# Solved: change bios language



## surveyranger (Apr 20, 2005)

i have an old computer that is running windows98. the bios is in german as is the OS. i bought win98 US version and am planning to reinstall win98. however, the bios is still in german.
is there a way to change the bios language? if not, is there a way to download the language update?

TIA


----------



## Rollin' Rog (Dec 9, 2000)

My guess is you would probably have to find an english language BIOS flash.

http://freepctech.com/pc/001/006.shtml 
http://badflash.com/

Be aware this is a risk, since bad flashes can leave the system unbootable.

But I'll move you to the hardware forum for better advice on this.


----------



## surveyranger (Apr 20, 2005)

where would i go in the computer to find the bios version and other bios info?


----------



## elee (Dec 19, 2004)

Get the computer manufacturer and your computer model number. If it is available, go to the manufacturer site and look for BIOS & Firmware upgrades.
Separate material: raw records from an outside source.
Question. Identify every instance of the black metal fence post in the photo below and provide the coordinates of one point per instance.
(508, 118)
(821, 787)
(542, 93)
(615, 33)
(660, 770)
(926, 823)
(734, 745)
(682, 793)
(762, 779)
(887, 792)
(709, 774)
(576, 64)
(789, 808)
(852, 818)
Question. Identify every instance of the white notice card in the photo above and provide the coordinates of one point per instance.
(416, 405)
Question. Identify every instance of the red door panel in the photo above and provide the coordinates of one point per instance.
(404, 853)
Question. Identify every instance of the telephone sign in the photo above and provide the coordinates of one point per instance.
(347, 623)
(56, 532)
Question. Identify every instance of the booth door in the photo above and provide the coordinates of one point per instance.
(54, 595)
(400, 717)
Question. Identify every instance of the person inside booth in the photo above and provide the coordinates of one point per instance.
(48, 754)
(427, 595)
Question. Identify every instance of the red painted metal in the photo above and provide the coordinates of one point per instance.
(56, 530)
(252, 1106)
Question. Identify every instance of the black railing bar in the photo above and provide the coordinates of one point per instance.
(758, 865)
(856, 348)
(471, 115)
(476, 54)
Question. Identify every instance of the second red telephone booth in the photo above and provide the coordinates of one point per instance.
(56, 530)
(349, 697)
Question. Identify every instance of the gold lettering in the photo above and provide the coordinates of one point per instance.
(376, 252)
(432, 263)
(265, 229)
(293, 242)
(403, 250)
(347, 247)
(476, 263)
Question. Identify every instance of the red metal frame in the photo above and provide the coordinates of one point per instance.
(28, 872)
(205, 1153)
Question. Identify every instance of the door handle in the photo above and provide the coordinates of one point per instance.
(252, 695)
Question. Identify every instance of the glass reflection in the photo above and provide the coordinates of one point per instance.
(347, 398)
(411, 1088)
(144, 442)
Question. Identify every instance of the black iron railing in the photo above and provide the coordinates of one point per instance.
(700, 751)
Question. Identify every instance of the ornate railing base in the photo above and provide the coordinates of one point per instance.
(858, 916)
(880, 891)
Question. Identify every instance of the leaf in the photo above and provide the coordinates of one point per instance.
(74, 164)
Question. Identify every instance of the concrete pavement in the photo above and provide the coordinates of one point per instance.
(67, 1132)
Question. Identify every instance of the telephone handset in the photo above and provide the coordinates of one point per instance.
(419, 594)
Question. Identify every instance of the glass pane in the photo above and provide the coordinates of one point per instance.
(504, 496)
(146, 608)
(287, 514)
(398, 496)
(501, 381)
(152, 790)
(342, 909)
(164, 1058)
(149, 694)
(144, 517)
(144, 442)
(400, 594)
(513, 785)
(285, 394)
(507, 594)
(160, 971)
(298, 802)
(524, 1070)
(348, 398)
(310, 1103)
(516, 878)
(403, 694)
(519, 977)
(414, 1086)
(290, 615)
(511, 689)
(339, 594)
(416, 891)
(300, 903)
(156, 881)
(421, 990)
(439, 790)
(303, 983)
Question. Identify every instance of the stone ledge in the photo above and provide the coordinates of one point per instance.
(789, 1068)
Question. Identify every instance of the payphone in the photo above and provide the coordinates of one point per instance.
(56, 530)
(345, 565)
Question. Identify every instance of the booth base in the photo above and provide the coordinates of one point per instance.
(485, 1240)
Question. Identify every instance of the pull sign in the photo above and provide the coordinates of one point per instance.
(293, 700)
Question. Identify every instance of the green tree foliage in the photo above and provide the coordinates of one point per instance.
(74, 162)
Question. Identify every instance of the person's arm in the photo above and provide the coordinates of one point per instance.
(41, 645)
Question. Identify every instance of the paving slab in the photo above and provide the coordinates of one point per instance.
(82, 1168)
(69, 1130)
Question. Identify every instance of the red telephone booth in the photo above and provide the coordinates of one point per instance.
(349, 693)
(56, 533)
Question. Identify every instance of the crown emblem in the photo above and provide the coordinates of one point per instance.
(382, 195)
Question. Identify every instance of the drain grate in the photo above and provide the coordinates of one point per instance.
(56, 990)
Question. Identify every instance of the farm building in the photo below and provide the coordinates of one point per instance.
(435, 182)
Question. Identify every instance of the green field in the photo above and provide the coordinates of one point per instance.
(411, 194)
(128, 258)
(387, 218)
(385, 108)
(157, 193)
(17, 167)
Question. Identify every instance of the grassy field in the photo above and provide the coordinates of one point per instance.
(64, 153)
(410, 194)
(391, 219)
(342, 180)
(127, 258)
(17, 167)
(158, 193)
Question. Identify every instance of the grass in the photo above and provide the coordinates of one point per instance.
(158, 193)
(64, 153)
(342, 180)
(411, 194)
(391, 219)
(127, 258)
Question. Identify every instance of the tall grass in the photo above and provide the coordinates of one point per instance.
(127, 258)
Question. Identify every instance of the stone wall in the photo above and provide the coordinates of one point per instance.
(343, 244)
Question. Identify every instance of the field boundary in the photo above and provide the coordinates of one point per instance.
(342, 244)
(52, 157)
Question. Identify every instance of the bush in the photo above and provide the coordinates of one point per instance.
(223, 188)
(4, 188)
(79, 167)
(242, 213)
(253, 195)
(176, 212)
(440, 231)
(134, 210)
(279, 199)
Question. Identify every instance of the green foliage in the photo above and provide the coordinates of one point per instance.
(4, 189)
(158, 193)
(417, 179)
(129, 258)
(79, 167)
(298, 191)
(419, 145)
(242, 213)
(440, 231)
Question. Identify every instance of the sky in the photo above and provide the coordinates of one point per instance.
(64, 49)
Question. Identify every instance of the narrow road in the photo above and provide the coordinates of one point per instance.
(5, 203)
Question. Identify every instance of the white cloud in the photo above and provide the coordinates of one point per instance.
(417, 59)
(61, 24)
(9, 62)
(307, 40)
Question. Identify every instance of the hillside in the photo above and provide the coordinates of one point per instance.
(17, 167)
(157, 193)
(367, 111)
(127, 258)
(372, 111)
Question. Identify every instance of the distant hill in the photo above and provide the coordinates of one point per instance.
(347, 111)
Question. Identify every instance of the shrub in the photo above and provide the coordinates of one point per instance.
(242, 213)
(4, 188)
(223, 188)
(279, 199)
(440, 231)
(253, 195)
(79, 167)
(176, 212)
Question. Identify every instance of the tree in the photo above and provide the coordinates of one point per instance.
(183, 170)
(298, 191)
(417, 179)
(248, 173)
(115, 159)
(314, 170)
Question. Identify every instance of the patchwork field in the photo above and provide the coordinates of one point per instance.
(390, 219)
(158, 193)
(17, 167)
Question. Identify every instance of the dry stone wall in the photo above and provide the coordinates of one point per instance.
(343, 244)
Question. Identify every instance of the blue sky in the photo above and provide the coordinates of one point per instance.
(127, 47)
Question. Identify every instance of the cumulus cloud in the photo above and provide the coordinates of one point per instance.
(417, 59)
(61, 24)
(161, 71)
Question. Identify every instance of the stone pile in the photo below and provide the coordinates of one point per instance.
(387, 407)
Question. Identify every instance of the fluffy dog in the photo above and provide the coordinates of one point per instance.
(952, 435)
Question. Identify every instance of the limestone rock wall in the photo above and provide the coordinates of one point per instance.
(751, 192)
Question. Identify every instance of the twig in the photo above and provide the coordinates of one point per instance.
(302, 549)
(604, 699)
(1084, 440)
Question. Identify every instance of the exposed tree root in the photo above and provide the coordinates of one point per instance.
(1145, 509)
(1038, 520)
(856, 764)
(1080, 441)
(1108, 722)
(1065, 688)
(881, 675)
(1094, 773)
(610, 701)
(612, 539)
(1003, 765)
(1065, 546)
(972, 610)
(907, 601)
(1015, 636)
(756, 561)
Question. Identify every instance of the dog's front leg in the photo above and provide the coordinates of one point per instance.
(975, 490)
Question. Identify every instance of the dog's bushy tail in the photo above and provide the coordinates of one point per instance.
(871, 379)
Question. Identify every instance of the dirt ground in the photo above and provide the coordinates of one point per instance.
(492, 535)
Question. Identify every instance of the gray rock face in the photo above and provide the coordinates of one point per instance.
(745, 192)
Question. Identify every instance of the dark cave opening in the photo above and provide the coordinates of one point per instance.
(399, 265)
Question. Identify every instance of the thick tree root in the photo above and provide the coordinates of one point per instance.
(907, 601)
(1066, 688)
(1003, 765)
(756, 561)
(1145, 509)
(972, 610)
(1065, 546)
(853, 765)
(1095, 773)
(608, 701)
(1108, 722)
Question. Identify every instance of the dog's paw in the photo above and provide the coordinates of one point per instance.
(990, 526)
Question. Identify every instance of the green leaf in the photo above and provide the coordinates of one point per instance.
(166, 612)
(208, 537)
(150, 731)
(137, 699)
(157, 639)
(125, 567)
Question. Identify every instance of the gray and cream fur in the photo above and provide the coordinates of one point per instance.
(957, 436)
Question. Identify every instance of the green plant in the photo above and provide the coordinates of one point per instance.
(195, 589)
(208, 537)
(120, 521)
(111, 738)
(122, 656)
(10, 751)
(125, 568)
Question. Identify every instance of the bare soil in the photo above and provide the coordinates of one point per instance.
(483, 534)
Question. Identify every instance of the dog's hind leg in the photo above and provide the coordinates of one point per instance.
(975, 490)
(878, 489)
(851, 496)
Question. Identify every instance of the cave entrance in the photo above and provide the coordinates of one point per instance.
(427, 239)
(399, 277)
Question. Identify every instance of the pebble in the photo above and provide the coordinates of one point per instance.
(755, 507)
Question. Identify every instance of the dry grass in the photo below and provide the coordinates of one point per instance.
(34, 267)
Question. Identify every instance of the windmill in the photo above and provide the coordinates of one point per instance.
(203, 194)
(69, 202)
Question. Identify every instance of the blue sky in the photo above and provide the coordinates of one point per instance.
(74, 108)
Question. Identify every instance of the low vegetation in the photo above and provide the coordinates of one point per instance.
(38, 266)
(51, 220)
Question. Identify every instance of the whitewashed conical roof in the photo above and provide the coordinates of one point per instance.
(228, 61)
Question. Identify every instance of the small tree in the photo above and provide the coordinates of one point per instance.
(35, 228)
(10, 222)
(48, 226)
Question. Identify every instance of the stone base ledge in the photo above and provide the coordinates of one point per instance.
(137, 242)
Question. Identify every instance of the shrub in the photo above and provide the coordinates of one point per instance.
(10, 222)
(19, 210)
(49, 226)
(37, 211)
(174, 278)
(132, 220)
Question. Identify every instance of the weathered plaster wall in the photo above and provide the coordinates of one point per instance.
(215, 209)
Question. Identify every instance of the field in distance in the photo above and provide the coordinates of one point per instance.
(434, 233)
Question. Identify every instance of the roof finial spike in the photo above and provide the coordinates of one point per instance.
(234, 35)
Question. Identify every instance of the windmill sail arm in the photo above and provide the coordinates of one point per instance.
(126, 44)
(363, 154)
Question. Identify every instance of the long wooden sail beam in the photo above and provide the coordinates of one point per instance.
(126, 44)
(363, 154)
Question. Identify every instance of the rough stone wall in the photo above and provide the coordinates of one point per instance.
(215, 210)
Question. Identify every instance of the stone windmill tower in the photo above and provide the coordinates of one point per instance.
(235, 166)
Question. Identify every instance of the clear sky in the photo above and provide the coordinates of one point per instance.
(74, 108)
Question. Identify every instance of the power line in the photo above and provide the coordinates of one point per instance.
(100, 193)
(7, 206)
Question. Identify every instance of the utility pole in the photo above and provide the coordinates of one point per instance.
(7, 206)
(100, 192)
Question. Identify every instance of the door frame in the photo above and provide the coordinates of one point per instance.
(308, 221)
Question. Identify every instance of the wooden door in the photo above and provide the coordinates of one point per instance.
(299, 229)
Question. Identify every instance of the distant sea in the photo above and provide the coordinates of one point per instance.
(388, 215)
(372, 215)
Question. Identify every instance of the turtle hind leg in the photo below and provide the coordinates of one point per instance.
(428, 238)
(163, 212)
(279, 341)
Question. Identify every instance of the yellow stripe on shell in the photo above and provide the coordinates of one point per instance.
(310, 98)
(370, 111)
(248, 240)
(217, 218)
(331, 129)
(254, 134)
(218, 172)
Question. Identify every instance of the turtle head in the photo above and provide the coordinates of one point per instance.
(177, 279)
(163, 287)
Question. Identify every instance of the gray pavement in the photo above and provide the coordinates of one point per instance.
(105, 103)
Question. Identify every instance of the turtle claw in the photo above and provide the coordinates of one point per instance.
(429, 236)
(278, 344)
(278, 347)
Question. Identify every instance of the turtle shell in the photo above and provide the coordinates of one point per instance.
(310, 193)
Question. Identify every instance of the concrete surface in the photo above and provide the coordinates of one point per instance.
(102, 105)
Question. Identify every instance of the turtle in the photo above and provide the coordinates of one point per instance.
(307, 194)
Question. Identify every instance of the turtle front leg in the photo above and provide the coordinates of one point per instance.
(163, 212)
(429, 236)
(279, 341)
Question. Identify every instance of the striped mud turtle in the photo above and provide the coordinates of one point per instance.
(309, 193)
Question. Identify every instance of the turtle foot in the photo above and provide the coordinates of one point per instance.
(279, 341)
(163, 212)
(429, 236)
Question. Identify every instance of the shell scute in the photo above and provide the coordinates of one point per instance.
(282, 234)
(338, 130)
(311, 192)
Before flashing the BIOS do a search on BIOS flash and read the caveats. Backup your current BIOS and only flash if it is absolutely necessary!!


----------



## Rollin' Rog (Dec 9, 2000)

If the computer vendor is unknown or unavailable, try to identify the motherboard vendor and model number if you can, BIOS updates are specifically associated with motherboard versions:

http://www.lavalys.com/products/download.php?pid=1&lang=en&pageid=3

In any case the above program may prove quite useful.


----------



## surveyranger (Apr 20, 2005)

i was able to change the bios language to english in the setup. the trick was to find what key entered the setup. the win98 automatically launched.

thanx for all the help.


----------



## JohnWill (Oct 19, 2002)

I'm impressed, I didn't realize that most BIOS versions included a language option!


----------



## norton850 (Mar 9, 2004)

I happen to have two manuals sitting on my desk. After I saw the response I looked at the BIOS sections. Nothing in the Phoenix BIOS, but sure enough in the AMI right in the Main sections there it is. I guess none of us have ever had a reason to look for that setting.


----------



## JohnWill (Oct 19, 2002)

That's for sure! I'm lucky I can speak one language!


----------



## surveyranger (Apr 20, 2005)

yeah, there were options for english, german, french, and spanish.


----------



## JohnWill (Oct 19, 2002)

I'm impressed.


----------